Meditemos entonces, no dejemos que los falsos ídolos, insaciables de la abundancia de lo temporal, nos roben la libertad interior. Recordemos la palabra de Jesús: "Donde está tu tesoro, allí estará también tu corazón" (Mt 6,21). El dinero y las riquezas son necesarios incluso para extender el Reino, pero nunca deben ocupar el primer lugar.

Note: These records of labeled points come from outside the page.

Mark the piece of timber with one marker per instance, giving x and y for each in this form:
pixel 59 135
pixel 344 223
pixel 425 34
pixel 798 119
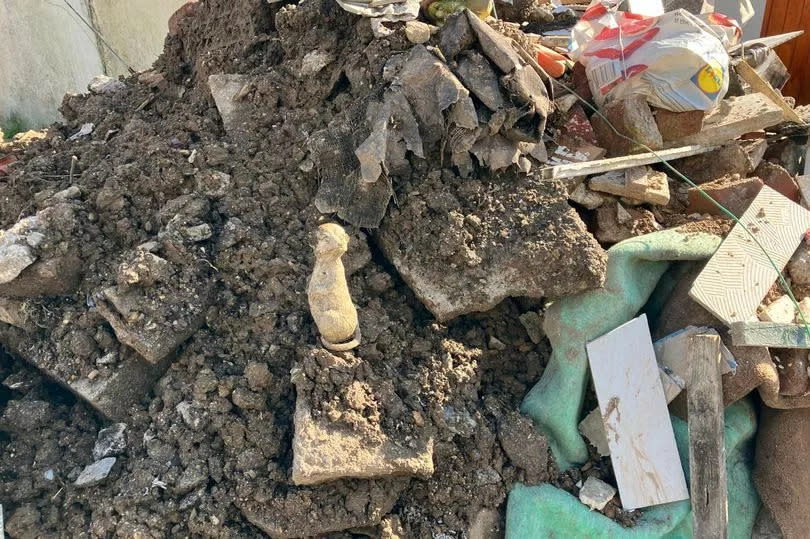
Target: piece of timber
pixel 769 334
pixel 634 411
pixel 707 454
pixel 758 84
pixel 738 275
pixel 734 117
pixel 574 170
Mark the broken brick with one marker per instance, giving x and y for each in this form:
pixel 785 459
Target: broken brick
pixel 733 192
pixel 676 125
pixel 632 118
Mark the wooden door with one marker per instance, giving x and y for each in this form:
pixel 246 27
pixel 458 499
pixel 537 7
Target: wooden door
pixel 786 16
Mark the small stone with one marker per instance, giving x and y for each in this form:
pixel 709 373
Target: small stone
pixel 595 493
pixel 496 344
pixel 111 441
pixel 586 198
pixel 632 118
pixel 804 311
pixel 198 233
pixel 732 192
pixel 14 258
pixel 258 376
pixel 781 311
pixel 417 32
pixel 534 326
pixel 102 84
pixel 95 473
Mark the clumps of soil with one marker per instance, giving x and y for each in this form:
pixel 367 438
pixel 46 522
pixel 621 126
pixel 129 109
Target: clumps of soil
pixel 209 447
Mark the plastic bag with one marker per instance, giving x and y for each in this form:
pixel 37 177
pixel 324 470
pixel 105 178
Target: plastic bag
pixel 678 60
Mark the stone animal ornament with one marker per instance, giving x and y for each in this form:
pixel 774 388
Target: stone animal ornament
pixel 328 293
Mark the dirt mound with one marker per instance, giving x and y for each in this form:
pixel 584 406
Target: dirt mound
pixel 194 253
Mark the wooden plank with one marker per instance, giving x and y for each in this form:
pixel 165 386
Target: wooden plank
pixel 735 117
pixel 769 41
pixel 707 454
pixel 574 170
pixel 634 411
pixel 758 84
pixel 770 334
pixel 734 281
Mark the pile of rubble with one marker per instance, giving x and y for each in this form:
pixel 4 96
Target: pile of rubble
pixel 157 248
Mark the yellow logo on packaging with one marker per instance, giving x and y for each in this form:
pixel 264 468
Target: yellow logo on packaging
pixel 710 78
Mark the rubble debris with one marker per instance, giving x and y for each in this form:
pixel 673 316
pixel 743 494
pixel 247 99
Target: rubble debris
pixel 614 223
pixel 726 160
pixel 634 412
pixel 769 334
pixel 732 192
pixel 780 311
pixel 488 267
pixel 595 493
pixel 593 429
pixel 525 446
pixel 585 197
pixel 758 84
pixel 95 473
pixel 677 125
pixel 328 293
pixel 157 305
pixel 325 450
pixel 574 170
pixel 733 118
pixel 102 84
pixel 228 92
pixel 778 179
pixel 640 183
pixel 111 441
pixel 707 454
pixel 633 118
pixel 746 276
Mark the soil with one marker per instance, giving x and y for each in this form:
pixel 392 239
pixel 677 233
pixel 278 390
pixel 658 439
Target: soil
pixel 210 240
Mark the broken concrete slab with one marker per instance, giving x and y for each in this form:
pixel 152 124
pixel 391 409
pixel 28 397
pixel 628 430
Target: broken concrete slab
pixel 723 161
pixel 780 311
pixel 95 473
pixel 596 494
pixel 614 223
pixel 732 192
pixel 324 452
pixel 632 118
pixel 494 44
pixel 778 179
pixel 534 260
pixel 734 117
pixel 640 183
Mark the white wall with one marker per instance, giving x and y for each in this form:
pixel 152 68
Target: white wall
pixel 45 51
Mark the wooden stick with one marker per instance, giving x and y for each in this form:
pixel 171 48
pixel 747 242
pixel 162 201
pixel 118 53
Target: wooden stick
pixel 707 455
pixel 758 84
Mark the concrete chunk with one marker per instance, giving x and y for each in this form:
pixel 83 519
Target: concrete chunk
pixel 596 494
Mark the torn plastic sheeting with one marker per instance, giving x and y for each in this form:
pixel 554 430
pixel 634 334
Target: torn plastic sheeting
pixel 546 511
pixel 634 268
pixel 677 60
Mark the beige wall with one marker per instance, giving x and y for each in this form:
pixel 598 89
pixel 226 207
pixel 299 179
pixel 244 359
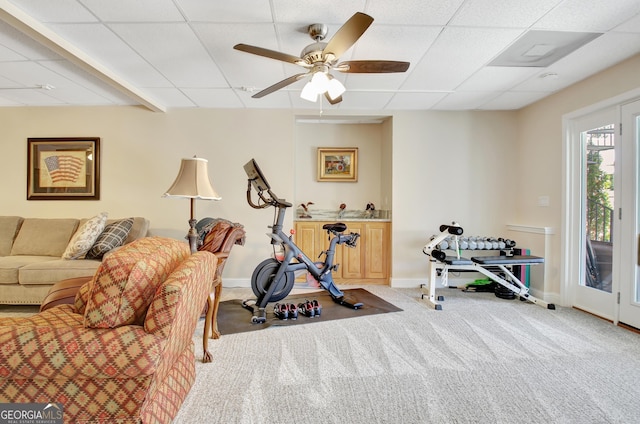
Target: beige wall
pixel 372 172
pixel 482 169
pixel 540 155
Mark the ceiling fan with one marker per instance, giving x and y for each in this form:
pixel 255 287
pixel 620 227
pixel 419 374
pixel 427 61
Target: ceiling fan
pixel 321 57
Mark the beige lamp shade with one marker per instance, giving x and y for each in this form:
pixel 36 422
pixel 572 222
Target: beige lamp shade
pixel 193 181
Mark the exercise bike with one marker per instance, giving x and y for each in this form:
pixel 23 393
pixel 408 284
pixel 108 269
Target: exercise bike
pixel 273 279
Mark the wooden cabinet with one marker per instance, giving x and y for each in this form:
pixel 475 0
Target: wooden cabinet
pixel 366 263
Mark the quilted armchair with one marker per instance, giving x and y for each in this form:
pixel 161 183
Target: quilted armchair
pixel 123 352
pixel 218 236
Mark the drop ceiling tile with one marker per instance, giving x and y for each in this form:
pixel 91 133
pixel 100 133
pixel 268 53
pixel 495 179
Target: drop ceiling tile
pixel 609 49
pixel 306 12
pixel 8 55
pixel 107 48
pixel 215 98
pixel 497 78
pixel 501 13
pixel 594 15
pixel 465 100
pixel 237 11
pixel 415 100
pixel 374 82
pixel 87 81
pixel 243 69
pixel 412 12
pixel 56 10
pixel 365 100
pixel 171 96
pixel 631 25
pixel 512 100
pixel 134 11
pixel 73 94
pixel 456 55
pixel 278 100
pixel 8 103
pixel 175 51
pixel 8 83
pixel 388 42
pixel 13 39
pixel 30 98
pixel 32 74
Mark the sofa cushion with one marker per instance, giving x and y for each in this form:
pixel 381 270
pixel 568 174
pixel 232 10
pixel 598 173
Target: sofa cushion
pixel 113 236
pixel 10 266
pixel 53 270
pixel 44 236
pixel 9 226
pixel 84 238
pixel 126 281
pixel 139 229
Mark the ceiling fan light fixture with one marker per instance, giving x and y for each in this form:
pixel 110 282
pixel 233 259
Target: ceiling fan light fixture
pixel 335 89
pixel 309 92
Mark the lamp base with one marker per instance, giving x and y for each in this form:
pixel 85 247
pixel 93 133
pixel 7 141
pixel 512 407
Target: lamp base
pixel 192 236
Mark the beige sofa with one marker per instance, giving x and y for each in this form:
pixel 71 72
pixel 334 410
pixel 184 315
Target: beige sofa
pixel 32 253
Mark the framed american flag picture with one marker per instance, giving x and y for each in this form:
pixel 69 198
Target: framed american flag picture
pixel 63 168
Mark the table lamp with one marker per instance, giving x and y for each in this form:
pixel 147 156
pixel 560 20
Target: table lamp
pixel 193 183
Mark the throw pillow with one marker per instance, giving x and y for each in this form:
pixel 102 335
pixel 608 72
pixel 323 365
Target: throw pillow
pixel 113 236
pixel 84 238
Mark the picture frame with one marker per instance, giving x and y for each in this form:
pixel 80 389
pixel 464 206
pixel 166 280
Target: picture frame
pixel 63 168
pixel 338 164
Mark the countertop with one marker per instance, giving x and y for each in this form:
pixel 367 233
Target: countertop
pixel 347 216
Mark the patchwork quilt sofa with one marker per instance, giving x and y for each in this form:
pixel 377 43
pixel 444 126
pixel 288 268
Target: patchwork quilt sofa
pixel 35 253
pixel 124 351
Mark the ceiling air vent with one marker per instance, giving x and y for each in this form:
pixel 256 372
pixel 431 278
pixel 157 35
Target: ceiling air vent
pixel 538 49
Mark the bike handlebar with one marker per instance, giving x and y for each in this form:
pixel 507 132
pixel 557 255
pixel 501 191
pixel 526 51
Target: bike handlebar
pixel 271 200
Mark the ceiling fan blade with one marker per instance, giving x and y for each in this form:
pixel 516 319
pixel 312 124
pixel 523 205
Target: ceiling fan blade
pixel 271 54
pixel 332 101
pixel 277 86
pixel 372 66
pixel 348 34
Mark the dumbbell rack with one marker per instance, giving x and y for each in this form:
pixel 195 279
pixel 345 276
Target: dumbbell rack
pixel 439 269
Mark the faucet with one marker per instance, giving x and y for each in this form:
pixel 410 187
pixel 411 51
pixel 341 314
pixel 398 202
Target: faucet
pixel 369 210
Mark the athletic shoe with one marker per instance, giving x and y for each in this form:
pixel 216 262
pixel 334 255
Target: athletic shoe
pixel 280 310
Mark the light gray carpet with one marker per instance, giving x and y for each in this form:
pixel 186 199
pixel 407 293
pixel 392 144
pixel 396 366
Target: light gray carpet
pixel 479 360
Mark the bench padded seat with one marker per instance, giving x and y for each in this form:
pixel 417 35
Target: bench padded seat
pixel 508 260
pixel 454 260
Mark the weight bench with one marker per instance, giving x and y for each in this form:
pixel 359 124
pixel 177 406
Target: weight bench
pixel 481 264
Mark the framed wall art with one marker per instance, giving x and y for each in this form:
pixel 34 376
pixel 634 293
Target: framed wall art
pixel 338 164
pixel 63 168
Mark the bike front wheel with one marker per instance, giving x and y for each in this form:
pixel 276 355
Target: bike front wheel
pixel 262 279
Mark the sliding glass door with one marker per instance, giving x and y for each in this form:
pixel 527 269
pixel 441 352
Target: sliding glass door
pixel 630 222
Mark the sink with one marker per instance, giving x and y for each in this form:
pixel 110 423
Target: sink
pixel 349 214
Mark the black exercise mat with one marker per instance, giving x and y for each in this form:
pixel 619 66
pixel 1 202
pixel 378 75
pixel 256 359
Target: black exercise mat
pixel 233 318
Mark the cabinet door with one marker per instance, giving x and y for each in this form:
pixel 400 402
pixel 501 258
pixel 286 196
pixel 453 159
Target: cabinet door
pixel 376 250
pixel 352 260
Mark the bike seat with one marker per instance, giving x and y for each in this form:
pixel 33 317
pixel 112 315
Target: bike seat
pixel 338 227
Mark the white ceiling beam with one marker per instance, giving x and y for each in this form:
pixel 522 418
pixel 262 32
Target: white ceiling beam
pixel 24 23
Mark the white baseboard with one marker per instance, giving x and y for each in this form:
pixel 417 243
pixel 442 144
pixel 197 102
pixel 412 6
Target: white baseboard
pixel 236 282
pixel 412 283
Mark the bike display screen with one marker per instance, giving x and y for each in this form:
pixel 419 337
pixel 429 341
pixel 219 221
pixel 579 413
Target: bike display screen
pixel 256 176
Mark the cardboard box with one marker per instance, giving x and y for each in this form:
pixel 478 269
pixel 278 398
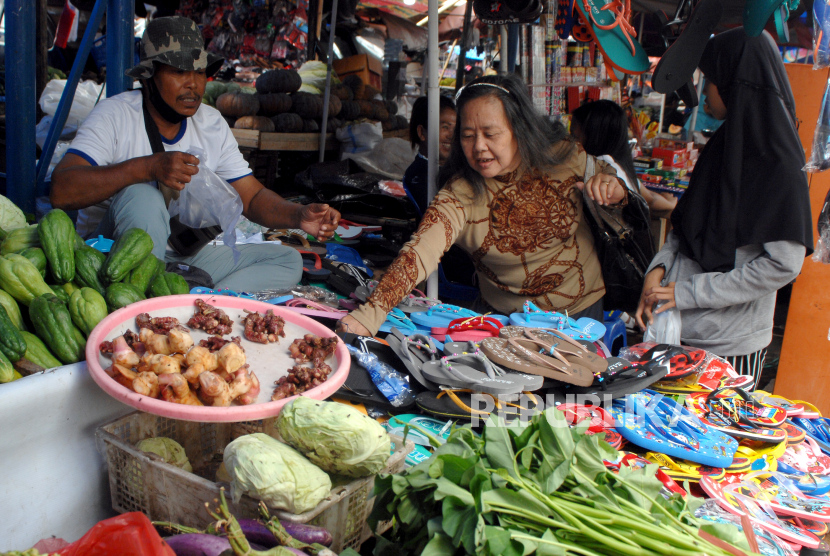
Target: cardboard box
pixel 368 68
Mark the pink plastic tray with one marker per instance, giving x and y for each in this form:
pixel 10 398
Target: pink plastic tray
pixel 268 361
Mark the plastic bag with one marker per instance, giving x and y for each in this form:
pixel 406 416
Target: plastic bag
pixel 208 200
pixel 665 328
pixel 130 534
pixel 821 34
pixel 86 97
pixel 820 155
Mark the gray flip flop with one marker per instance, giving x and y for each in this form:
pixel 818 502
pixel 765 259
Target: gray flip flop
pixel 530 382
pixel 414 351
pixel 455 371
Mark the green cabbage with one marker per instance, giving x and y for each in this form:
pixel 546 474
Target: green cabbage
pixel 338 438
pixel 11 217
pixel 167 449
pixel 268 470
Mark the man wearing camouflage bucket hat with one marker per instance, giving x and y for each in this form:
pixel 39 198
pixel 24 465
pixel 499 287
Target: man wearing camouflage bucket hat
pixel 116 178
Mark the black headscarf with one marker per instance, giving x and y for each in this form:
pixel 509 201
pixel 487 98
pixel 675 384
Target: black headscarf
pixel 748 186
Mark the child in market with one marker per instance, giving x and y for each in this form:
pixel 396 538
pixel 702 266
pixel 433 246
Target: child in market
pixel 743 228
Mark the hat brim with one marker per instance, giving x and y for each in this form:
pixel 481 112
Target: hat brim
pixel 145 69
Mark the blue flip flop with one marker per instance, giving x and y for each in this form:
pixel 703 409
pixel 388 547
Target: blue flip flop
pixel 656 423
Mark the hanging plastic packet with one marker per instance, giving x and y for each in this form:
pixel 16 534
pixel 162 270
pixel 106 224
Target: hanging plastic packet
pixel 207 201
pixel 820 155
pixel 392 384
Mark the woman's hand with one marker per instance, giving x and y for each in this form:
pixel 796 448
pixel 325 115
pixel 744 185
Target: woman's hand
pixel 652 281
pixel 605 189
pixel 349 324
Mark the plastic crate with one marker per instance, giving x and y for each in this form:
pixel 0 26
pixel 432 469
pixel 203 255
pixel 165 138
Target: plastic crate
pixel 142 482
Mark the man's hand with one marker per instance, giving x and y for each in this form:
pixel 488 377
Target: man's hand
pixel 652 281
pixel 319 220
pixel 173 169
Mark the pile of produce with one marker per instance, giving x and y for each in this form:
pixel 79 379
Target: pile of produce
pixel 539 488
pixel 55 285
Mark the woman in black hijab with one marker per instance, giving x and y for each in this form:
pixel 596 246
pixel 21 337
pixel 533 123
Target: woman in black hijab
pixel 743 228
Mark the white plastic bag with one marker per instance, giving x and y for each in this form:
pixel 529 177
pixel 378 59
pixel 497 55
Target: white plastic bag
pixel 358 138
pixel 208 200
pixel 666 327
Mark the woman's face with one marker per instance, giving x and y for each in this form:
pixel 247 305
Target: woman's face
pixel 487 138
pixel 714 105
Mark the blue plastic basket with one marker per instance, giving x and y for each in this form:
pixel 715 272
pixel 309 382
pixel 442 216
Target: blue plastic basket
pixel 99 51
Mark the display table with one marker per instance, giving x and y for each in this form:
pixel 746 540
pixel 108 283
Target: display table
pixel 54 480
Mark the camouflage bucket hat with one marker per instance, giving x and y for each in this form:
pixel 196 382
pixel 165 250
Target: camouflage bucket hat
pixel 177 42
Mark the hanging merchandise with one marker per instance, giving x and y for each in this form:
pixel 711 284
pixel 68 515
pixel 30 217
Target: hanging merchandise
pixel 820 156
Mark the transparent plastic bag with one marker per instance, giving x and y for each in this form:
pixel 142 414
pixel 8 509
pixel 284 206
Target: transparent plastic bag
pixel 821 34
pixel 820 155
pixel 666 327
pixel 208 200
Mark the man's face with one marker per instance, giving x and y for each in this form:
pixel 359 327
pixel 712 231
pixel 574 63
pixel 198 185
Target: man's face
pixel 182 90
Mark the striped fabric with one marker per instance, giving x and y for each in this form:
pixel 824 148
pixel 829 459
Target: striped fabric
pixel 752 364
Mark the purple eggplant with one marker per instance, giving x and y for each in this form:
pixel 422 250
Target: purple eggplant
pixel 198 544
pixel 257 532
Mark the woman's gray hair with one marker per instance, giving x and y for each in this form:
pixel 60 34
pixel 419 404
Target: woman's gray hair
pixel 535 134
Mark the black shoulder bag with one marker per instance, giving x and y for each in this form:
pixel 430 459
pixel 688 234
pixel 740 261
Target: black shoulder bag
pixel 184 239
pixel 622 239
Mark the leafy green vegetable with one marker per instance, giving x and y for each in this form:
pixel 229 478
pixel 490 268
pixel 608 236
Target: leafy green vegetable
pixel 537 488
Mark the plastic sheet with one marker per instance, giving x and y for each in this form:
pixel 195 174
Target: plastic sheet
pixel 208 200
pixel 665 328
pixel 820 155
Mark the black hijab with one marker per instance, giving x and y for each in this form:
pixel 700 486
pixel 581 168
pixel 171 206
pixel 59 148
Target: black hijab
pixel 748 186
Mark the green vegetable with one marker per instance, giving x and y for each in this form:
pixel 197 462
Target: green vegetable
pixel 87 308
pixel 6 369
pixel 143 274
pixel 37 257
pixel 88 263
pixel 12 344
pixel 53 325
pixel 11 217
pixel 20 279
pixel 539 486
pixel 57 237
pixel 37 352
pixel 20 239
pixel 120 295
pixel 12 309
pixel 168 449
pixel 168 283
pixel 268 470
pixel 127 253
pixel 336 437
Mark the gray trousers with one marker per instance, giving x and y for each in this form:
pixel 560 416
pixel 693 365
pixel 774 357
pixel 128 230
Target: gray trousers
pixel 260 267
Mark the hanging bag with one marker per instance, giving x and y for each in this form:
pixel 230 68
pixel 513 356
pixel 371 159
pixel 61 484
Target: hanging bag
pixel 623 242
pixel 185 240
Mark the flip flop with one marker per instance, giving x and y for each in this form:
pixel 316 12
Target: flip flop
pixel 465 371
pixel 681 470
pixel 456 404
pixel 611 27
pixel 521 355
pixel 742 505
pixel 469 329
pixel 678 64
pixel 296 241
pixel 659 424
pixel 413 352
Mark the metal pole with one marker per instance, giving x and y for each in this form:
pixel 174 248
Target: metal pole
pixel 120 45
pixel 65 104
pixel 21 102
pixel 461 70
pixel 503 54
pixel 434 104
pixel 327 94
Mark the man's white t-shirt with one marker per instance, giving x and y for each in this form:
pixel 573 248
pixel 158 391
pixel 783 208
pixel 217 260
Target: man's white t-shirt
pixel 114 132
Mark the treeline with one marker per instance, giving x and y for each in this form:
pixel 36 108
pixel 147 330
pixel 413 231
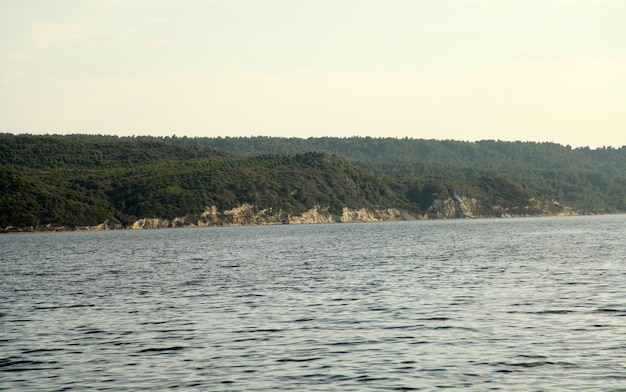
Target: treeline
pixel 63 181
pixel 592 180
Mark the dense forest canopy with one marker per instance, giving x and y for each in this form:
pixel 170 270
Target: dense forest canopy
pixel 85 180
pixel 591 180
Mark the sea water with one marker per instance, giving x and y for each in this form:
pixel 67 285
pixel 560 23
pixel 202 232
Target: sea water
pixel 493 304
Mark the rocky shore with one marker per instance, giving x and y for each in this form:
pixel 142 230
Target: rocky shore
pixel 454 207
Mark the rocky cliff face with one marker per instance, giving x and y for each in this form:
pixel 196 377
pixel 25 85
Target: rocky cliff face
pixel 454 207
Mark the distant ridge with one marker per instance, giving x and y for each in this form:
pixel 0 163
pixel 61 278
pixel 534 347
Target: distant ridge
pixel 55 182
pixel 589 180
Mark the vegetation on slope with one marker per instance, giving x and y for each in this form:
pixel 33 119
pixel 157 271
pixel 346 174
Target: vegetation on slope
pixel 66 182
pixel 591 180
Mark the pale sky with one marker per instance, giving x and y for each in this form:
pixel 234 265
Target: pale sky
pixel 530 70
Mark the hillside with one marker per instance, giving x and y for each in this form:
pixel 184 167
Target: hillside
pixel 63 182
pixel 590 180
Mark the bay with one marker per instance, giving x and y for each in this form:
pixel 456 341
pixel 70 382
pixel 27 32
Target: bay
pixel 509 304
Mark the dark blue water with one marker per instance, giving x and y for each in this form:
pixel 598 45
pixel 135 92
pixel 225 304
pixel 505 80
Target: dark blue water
pixel 509 304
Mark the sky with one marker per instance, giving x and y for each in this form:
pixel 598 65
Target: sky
pixel 529 70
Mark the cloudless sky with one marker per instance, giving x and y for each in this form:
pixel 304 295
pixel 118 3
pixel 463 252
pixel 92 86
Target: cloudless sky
pixel 530 70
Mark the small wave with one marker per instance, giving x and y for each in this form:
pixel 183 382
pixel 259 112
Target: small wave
pixel 619 312
pixel 161 349
pixel 298 359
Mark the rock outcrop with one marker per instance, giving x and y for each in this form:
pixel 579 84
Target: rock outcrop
pixel 452 207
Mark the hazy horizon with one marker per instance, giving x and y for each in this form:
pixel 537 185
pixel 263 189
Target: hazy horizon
pixel 467 70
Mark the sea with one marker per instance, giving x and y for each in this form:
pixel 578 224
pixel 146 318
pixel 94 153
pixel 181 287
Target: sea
pixel 522 304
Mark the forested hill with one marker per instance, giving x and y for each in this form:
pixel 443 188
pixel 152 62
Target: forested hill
pixel 591 180
pixel 61 181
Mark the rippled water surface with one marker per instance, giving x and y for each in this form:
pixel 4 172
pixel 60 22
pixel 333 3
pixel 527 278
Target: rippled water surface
pixel 509 304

Por eso, amadísimos hermanos, la verdadera sagacidad que Jesús nos propone se manifiesta en custodiar el único tesoro que permanece incorruptible: la amistad de Dios y la vida eterna. La astucia del cristiano se expresa en transformar los bienes terrenos en semilla de eternidad. Allí la limosna, la caridad y el servicio desinteresado se vuelven ofrenda escondida que, sembrada en la tierra, florece en el cielo como fruto incorruptible.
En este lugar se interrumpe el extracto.